Altro che piano B, la mossa di proporre Mario Draghi alla guida dell'Ue, per Giorgia Meloni potrebbe rappresentare se non una panacea, la soluzione a molti dei problemi attuali. Per questo a Palazzo Chigi fanno sempre più fatica a nascondere la propria preferenza per un esito di questo tipo, rispetto allo schema che prevede un sostanziale via libera del bis di Ursula von der Leyen. In realtà, per la nostra presidente del Consiglio, lo scenario non è così complicato come qualcuno vuole farlo apparire: il rapporto con la presidente uscente è solido, e in questo ultimo anno e mezzo molte sono state le prove che tra le due si è instaurato un feeling che ha dato buoni frutti, a partire da dossier spinosi come i flussi migratori, la rinegoziazione del Pnrr e la politica estera comune dell'Unione, dove Meloni, grazie ai suoi buoni uffici col leader ungherese Viktor Orban, è riuscita nell'impresa di non far porre il veto a quest'ultimo sugli aiuti militari a Kiev. In linea teorica, dunque, la rielezione di Frau Ursula non sarebbe una cattiva notizia per il governo italiano. L'unica precauzione che la premier dovrà prendere nelle settimane che precedono e seguiranno il voto europeo, sarà quella di non esporsi troppo, evitando così di prestare il fianco alle critiche dell'asse sovranista continentale, che ha già cominciato a sparare a palle incatenate grazie all'accoppiata Le Pen- Salvini, nel tentativo di stanarla.

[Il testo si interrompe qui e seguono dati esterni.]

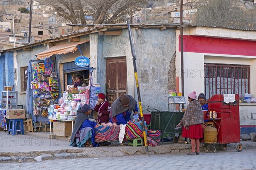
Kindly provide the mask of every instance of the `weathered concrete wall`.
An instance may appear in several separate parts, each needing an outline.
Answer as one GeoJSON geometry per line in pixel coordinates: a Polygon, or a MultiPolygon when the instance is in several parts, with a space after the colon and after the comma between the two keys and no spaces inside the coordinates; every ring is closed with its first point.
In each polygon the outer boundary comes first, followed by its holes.
{"type": "MultiPolygon", "coordinates": [[[[172,65],[170,62],[175,48],[175,41],[169,40],[168,37],[175,36],[174,30],[139,28],[132,29],[132,32],[143,111],[146,113],[147,108],[167,110],[168,74],[170,66],[172,65]]],[[[135,96],[137,101],[128,30],[123,30],[119,36],[99,36],[96,34],[90,36],[90,54],[92,63],[97,64],[97,70],[94,75],[97,82],[101,87],[105,87],[105,58],[126,57],[128,93],[135,96]],[[97,47],[94,47],[95,44],[98,45],[97,47]],[[96,56],[96,62],[94,60],[96,56]]],[[[103,89],[102,88],[102,92],[103,89]]]]}
{"type": "Polygon", "coordinates": [[[241,134],[256,132],[256,103],[239,103],[239,111],[241,134]]]}
{"type": "Polygon", "coordinates": [[[146,109],[149,108],[168,110],[168,74],[175,52],[175,41],[171,40],[175,35],[174,29],[139,29],[136,33],[136,62],[143,112],[148,112],[146,109]]]}

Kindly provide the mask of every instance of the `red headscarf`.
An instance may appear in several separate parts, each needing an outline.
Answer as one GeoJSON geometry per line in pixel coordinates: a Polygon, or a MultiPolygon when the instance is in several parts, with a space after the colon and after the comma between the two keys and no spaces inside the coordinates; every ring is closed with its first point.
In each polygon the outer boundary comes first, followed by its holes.
{"type": "Polygon", "coordinates": [[[103,93],[100,93],[98,95],[98,98],[101,98],[105,100],[106,99],[106,97],[105,96],[105,95],[103,93]]]}

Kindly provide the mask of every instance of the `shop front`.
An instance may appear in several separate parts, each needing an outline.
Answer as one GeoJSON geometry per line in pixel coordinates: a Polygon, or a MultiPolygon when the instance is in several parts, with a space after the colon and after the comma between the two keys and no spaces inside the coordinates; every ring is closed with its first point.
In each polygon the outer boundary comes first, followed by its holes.
{"type": "Polygon", "coordinates": [[[95,69],[89,67],[90,59],[83,55],[82,52],[87,55],[88,52],[81,50],[87,42],[55,45],[36,54],[38,60],[29,60],[26,106],[35,129],[36,122],[41,126],[49,123],[49,119],[67,120],[70,114],[73,119],[81,104],[90,104],[94,108],[96,88],[93,86],[91,75],[95,69]],[[76,82],[78,77],[84,83],[82,90],[79,89],[81,93],[77,87],[81,85],[76,82]],[[89,94],[93,96],[90,98],[89,94]],[[84,97],[81,100],[80,95],[84,97]],[[64,110],[64,105],[69,107],[64,110]]]}

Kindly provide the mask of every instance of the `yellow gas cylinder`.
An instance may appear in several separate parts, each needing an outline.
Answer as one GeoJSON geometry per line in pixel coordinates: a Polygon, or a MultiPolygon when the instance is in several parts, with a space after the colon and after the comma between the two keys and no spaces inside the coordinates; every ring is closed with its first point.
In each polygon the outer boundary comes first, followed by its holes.
{"type": "Polygon", "coordinates": [[[217,129],[214,127],[213,122],[207,123],[204,133],[205,143],[217,143],[218,132],[217,129]]]}

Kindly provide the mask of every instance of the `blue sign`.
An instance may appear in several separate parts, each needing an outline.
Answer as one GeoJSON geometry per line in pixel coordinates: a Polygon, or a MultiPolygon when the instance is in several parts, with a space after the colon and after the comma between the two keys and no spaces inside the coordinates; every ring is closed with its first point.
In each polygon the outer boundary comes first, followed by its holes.
{"type": "Polygon", "coordinates": [[[86,67],[90,65],[90,59],[85,56],[79,56],[75,59],[75,63],[79,67],[86,67]]]}
{"type": "Polygon", "coordinates": [[[44,64],[46,68],[49,68],[52,67],[52,60],[49,58],[47,58],[44,60],[44,64]]]}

Argomenti per Meloni fastidiosi poiché non privi di efficacia, come visto con l'attacco della politica transalpina nella kermesse romana della Lega, ma che nel medio termine possono essere assorbiti senza troppi affanni, anche perché, come in ogni elezione celebrata col sistema proporzionale, i giochi si faranno quando i riflettori saranno già puntati altrove. In ogni modo, la candidatura in prima persona che la presidente del Consiglio dovrebbe annunciare per fine mese, dovrebbe servire anche a mitigare gli effetti dell'aggressività elettorale di Salvini e della pattuglia di Id. Ma c'è uno scenario ancor più favorevole alla premier, perché garantirebbe una tutela ancor più efficace degli interessi italiani in Europa e spazzerebbe via dal tavolo anche l'imbarazzo politico nei confronti di Salvini e della Le Pen. Portare Draghi a Bruxelles, dunque. Il primo beneficio sarebbe fin troppo ovvio: con un italiano al timone della Commissione è lecito sperare in maggiore flessibilità nelle richieste di rientro del deficit nei parametri del nuovo Patto di Stabilità, dopo gli sforamenti dell'era Covid, così come non sarebbe velleitario sperare in una proroga dei termini del Pnrr. C'è però un elemento che sta guadagnando sempre più appeal nei confronti di Giorgia Meloni, che risolverebbe i problemi di posizionamento politico all'interno del centrodestra, e anzi ne creerebbe al principale alleato Matteo Salvini: la Lega non potrebbe usare nei confronti di Mario Draghi gli stessi argomenti dialettici che ora sta utilizzando per screditare Ursula von der Leyen e i suoi alleati. Primo, perché Draghi, da numero uno della Bce, col celeberrimo “bazooka” ha salvato il nostro paese dagli attacchi speculativi e da questo punto di vista è inattaccabile, secondo perché Salvini ha già sostenuto un esecutivo guidato da Draghi.

Il segretario del Carroccio, dunque, si troverebbe nella scomoda posizione di dover attaccare la premier perché questa sostiene la candidatura di una figura alla quale lui ha votato la fiducia nel suo paese, in un governo che ha più volte definito di “unità nazionale” ma che in realtà aveva all'opposizione proprio Giorgia Meloni. Una situazione paradossale, nella quale Salvini criticherebbe Meloni per il sostegno a Draghi, dopo averla aspramente criticata a suo tempo per non aver appoggiato il suo esecutivo, preferendo lucrare elettoralmente sul fatto di avere le mani libere. Il problema, semmai, per la premier è capire se e quando farsi promotrice dell'” operazione Supermario” ed eventualmente scaricare Ursula.

Il tempismo, infatti, sarà molto importante per anticipare le mosse di Francia e Germania, che di certo non staranno a guardare, ma ad ogni possibile scenario manca, al momento, un elemento imprescindibile, e cioè il risultato delle elezioni.